Antonino Scopelliti. Talento e radici
Forse, prima di venir ucciso in quel lontano pomeriggio del 9 agosto del 1991, il giudice reggino Antonino Scopelliti sta pensando all’importante appuntamento giudiziario previsto per la fine di quell’anno. In Cassazione si terrà a breve il primo Maxi Processo a Cosa Nostra. Lui stesso si è offerto per rappresentare la pubblica accusa: è «per vocazione portato ad occuparsi di questioni molto serie e molto complesse», spiega lo stesso procuratore generale della Cassazione Vittorio Aloi, qualche anno dopo.
Al momento, comunque, Scopelliti si gode quei pochi e meritati giorni di ferie. Location la casa dei genitori, nella centralissima Via Risorgimento nel cuore del suo piccolo paese d’origine, Campo Calabro, dove inizia già a studiare le numerose carte per il procedimento: il tempo c’è, ma la mole è tanta e Scopelliti si è raccomandato con gli uffici di Roma affinché almeno la prima parte lo raggiunga il più presto possibile, tramite la polizia ferroviaria fino a Villa San Giovanni e da lì in poi coi carabinieri.
Magari sta pensando proprio alla sua famiglia. Ai genitori Anna e Domenico, a suo fratello Francesco, che è titolare di una farmacia a Squillace, a sua sorella Rosetta, che invece insegna lettere al liceo scientifico di Reggio e a sua figlia Rosanna: ha 7 anni, papà Nino sta cercando di insegnarle ad andare in bici senza rotelle.
Magari sta pensando alla sua amata Campo Calabro, dove avrebbe presto fatto ritorno dal mare se non fosse stato ucciso con due colpi di fucile in testa, che lo freddano a bordo della sua nuova bmw all’altezza di Piale, a Villa San Giovanni.

Antonino Scopelliti. Il dolore e la rabbia
Scopelliti vive a Roma ormai da anni, ma nonostante la brillante carriera è rimasto molto legato alle origini:
«Mio figlio era una persona amabilissima e ben voluta da tutto il paese. Quando arrivava a Campo Calabro venivano a trovarlo tutti e lui si faceva in quattro per le loro esigenze. E tutti uscivano sorridenti dall’incontro con lui», dichiara il padre alla Magistratura, pochi giorni dopo l’agguato al figlio.

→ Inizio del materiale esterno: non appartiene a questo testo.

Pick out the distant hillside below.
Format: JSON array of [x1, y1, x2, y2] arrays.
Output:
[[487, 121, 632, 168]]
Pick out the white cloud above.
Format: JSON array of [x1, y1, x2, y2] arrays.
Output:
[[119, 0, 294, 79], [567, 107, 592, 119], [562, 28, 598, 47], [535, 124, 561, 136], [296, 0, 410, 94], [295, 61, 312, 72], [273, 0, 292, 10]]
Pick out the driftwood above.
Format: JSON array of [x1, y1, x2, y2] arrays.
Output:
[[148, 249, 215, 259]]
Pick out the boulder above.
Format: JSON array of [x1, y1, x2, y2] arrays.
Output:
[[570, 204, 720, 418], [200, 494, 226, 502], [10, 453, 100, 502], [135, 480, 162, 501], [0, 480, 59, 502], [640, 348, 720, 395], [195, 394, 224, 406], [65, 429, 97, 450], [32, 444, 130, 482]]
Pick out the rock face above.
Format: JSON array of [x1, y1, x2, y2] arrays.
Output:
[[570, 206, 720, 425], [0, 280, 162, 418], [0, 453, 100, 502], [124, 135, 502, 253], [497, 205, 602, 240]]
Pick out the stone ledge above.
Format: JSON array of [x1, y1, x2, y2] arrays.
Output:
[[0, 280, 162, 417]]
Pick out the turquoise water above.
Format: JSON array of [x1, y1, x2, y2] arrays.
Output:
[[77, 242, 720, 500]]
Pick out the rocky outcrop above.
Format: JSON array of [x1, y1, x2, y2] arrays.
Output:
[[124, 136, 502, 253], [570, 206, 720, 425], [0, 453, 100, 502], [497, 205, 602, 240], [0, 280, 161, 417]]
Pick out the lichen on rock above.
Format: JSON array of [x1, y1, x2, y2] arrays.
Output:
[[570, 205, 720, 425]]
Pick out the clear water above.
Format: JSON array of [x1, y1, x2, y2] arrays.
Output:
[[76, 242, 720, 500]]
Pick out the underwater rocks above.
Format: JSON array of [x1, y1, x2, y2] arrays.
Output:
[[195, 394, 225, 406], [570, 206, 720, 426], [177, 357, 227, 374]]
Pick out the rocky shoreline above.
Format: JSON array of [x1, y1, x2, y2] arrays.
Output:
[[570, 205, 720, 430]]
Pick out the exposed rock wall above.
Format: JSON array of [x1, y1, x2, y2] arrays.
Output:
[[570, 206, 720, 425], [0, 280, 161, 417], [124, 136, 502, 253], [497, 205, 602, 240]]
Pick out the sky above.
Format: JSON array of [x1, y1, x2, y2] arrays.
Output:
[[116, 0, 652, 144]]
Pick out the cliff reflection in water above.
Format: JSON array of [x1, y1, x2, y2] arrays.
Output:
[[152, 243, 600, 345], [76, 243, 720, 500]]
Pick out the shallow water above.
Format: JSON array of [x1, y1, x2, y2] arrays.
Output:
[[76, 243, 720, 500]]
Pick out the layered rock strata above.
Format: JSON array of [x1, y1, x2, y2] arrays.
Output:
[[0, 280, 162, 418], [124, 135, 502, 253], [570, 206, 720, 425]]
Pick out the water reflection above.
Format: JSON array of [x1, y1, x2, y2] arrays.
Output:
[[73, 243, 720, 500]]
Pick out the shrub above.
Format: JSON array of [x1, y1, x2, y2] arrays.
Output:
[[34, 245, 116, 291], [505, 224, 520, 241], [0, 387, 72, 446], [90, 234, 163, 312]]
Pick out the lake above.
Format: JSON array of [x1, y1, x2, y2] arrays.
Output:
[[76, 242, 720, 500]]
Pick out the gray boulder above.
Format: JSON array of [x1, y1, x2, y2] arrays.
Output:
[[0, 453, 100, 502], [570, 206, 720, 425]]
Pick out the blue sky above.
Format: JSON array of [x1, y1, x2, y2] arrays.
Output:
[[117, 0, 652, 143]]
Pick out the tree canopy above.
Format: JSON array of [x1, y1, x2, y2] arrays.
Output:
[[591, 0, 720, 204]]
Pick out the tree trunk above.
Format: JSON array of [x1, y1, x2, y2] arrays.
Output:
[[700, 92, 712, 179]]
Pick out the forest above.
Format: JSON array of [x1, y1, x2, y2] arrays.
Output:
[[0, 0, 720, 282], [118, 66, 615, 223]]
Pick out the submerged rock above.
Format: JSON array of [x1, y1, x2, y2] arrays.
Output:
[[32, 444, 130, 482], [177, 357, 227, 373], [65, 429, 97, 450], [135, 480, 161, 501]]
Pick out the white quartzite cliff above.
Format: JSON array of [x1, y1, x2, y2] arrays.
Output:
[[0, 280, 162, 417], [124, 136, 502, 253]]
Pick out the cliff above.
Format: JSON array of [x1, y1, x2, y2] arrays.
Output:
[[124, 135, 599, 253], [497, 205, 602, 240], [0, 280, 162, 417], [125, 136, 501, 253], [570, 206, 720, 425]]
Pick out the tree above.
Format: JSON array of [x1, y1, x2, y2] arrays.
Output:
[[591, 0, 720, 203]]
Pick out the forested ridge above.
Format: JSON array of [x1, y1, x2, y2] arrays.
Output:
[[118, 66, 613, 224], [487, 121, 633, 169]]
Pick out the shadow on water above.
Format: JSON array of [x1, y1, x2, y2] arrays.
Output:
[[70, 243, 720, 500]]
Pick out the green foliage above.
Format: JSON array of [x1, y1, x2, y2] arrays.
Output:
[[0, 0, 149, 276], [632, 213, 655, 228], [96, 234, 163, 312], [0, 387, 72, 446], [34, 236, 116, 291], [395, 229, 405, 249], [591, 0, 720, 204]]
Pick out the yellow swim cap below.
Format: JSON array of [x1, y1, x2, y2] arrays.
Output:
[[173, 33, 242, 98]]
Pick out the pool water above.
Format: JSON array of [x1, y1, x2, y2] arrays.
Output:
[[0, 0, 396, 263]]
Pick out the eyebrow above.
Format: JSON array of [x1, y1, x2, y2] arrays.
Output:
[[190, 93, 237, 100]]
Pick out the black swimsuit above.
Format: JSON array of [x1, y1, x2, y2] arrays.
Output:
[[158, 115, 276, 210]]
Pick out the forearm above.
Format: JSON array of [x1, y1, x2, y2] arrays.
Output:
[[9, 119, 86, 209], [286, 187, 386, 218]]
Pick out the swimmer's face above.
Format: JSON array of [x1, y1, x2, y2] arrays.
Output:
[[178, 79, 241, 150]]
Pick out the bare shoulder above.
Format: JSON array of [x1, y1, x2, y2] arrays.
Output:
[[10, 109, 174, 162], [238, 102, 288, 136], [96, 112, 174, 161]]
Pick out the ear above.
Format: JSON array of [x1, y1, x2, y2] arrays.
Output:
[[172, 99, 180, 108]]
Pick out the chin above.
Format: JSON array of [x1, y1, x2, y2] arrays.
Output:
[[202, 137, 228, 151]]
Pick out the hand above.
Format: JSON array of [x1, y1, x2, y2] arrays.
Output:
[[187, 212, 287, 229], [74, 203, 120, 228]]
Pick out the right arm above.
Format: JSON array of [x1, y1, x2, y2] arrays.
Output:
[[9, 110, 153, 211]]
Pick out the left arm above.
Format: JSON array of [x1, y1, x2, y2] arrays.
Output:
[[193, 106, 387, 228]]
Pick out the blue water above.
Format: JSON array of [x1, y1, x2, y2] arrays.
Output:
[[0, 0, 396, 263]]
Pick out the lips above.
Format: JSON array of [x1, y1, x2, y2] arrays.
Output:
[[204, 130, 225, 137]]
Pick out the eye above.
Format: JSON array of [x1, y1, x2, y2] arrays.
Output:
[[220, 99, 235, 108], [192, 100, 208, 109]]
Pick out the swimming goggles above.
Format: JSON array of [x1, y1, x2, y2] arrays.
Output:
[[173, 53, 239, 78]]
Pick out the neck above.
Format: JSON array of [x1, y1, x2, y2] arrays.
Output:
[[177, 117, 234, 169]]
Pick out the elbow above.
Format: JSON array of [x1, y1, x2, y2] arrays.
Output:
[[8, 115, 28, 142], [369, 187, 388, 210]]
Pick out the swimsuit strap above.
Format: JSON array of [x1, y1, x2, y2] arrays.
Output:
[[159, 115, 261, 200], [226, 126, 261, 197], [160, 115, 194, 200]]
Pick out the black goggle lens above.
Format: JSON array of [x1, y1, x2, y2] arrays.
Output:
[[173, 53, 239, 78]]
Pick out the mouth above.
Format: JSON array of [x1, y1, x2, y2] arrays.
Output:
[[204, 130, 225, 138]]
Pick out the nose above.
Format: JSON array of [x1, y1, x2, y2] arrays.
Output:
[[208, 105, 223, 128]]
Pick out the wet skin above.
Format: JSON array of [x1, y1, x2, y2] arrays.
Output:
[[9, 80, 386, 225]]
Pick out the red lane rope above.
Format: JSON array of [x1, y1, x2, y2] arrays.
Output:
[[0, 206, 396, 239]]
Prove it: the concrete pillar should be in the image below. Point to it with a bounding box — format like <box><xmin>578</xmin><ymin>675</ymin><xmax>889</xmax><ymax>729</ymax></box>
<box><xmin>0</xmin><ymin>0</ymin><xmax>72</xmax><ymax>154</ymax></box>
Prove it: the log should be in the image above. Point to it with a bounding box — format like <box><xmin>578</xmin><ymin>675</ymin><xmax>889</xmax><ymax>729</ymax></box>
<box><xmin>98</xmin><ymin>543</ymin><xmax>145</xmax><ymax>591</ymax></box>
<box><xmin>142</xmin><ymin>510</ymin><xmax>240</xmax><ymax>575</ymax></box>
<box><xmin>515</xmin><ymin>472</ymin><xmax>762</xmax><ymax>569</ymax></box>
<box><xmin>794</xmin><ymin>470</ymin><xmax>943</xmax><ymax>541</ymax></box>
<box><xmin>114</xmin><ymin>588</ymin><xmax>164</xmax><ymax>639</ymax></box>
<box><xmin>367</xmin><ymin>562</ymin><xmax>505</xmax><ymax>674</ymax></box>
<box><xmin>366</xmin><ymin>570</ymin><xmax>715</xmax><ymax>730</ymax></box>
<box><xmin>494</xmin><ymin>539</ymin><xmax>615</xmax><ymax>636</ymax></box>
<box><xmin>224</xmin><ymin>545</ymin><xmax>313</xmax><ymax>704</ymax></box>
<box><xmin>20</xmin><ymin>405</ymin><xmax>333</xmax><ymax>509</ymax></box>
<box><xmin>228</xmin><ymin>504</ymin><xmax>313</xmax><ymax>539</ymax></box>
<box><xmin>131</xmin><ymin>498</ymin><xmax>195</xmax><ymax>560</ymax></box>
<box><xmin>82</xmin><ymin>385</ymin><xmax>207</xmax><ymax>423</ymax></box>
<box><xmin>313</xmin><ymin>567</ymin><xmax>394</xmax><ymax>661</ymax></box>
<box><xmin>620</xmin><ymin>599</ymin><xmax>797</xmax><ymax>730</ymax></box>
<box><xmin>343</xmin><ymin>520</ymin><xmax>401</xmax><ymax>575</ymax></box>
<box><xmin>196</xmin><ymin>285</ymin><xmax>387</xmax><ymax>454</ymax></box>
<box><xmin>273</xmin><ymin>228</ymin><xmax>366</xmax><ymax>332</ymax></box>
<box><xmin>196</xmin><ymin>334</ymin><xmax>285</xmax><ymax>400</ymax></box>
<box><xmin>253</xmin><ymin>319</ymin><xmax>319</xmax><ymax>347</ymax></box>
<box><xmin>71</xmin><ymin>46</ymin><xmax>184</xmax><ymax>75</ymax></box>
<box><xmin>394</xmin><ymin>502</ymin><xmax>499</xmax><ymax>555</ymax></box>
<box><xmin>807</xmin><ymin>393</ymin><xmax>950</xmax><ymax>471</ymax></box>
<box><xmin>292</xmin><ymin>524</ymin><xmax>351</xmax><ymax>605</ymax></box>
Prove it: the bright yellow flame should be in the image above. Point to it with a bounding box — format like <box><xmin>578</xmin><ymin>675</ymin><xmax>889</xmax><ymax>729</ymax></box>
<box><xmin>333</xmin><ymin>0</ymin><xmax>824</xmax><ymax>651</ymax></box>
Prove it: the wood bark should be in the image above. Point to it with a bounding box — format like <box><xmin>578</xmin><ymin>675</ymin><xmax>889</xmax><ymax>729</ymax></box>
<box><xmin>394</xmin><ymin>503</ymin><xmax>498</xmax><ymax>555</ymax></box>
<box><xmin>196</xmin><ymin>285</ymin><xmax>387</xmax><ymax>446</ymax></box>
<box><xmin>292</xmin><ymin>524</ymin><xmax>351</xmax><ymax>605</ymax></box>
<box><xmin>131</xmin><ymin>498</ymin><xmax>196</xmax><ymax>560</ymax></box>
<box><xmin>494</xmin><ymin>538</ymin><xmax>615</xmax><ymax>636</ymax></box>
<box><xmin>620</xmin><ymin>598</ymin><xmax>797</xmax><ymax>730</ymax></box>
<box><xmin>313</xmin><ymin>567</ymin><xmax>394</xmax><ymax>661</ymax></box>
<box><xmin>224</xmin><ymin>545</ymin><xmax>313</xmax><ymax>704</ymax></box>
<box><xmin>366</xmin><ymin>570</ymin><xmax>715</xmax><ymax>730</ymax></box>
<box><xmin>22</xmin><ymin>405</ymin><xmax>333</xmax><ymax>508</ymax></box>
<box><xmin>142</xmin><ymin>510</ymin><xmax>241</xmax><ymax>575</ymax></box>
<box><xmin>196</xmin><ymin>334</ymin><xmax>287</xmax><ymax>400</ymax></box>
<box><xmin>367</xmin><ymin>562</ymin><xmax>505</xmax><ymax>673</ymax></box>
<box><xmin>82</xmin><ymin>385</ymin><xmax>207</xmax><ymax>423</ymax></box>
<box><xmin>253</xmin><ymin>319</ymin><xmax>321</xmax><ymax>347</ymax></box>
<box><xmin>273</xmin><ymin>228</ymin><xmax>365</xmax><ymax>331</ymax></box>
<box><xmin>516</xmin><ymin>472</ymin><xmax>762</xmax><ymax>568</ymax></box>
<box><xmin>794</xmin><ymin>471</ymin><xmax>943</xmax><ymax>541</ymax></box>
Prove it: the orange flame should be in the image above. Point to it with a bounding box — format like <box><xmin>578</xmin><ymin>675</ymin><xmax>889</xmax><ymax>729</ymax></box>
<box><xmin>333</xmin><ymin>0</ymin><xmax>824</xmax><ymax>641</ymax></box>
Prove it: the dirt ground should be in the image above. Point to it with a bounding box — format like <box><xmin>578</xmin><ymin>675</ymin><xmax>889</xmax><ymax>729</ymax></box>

Mai Scopelliti avrebbe immaginato che, pochissimi giorni dopo, i suoi concittadini avrebbero portato “a spalla” il suo feretro. Che tutti di lì a poco si sarebbero recati presso la chiesa di Santa Maria Maddalena per l’ultimo struggente saluto, che durante i funerali di Stato qualcuno avrebbe urlato ad alcuni agenti: «Andatevene, non abbiamo bisogno di voi. Lo guardiamo noi il nostro Nino. Prima lo lasciano ammazzare e poi mettono 50 uomini a guardarlo».
O forse sì, chi può dirlo? Scopelliti ha già detto un secco “no” alla criminalità organizzata. Aveva rifiutato 5 miliardi di lire per “raddrizzare” la requisitoria contro i boss siciliani. Se temesse modi molto più drastici per fermarlo? Due o tre giorni dell’omicidio, un amico cerca di raggiungere il giudice alla guida per salutarlo. Scopelliti inizia a sbandare, a frenare di scatto e a ripartire all’improvviso, come se temesse un agguato. Poi, capendo che si tratta di un amico, si tranquillizza e ricambia il saluto.
Pochi giorni dopo, il giudice incontra davvero sulla sua strada volti tutt’altro che amichevoli. In un primo momento le prime, ignobili voci liquidano frettolosamente l’omicidio come un suicidio, un incidente oppure una «questione di donne».
Antonino Scopelliti. Nessun colpevole per la sua morte
A 31 anni di distanza, il suo omicidio non ha ancora mandanti ed esecutori. Negli anni ‘90 sono stati istituiti due processi: uno contro Riina e 7 boss siciliani, l’altro contro Provenzano ed altri 6 boss, con assoluzione in Appello.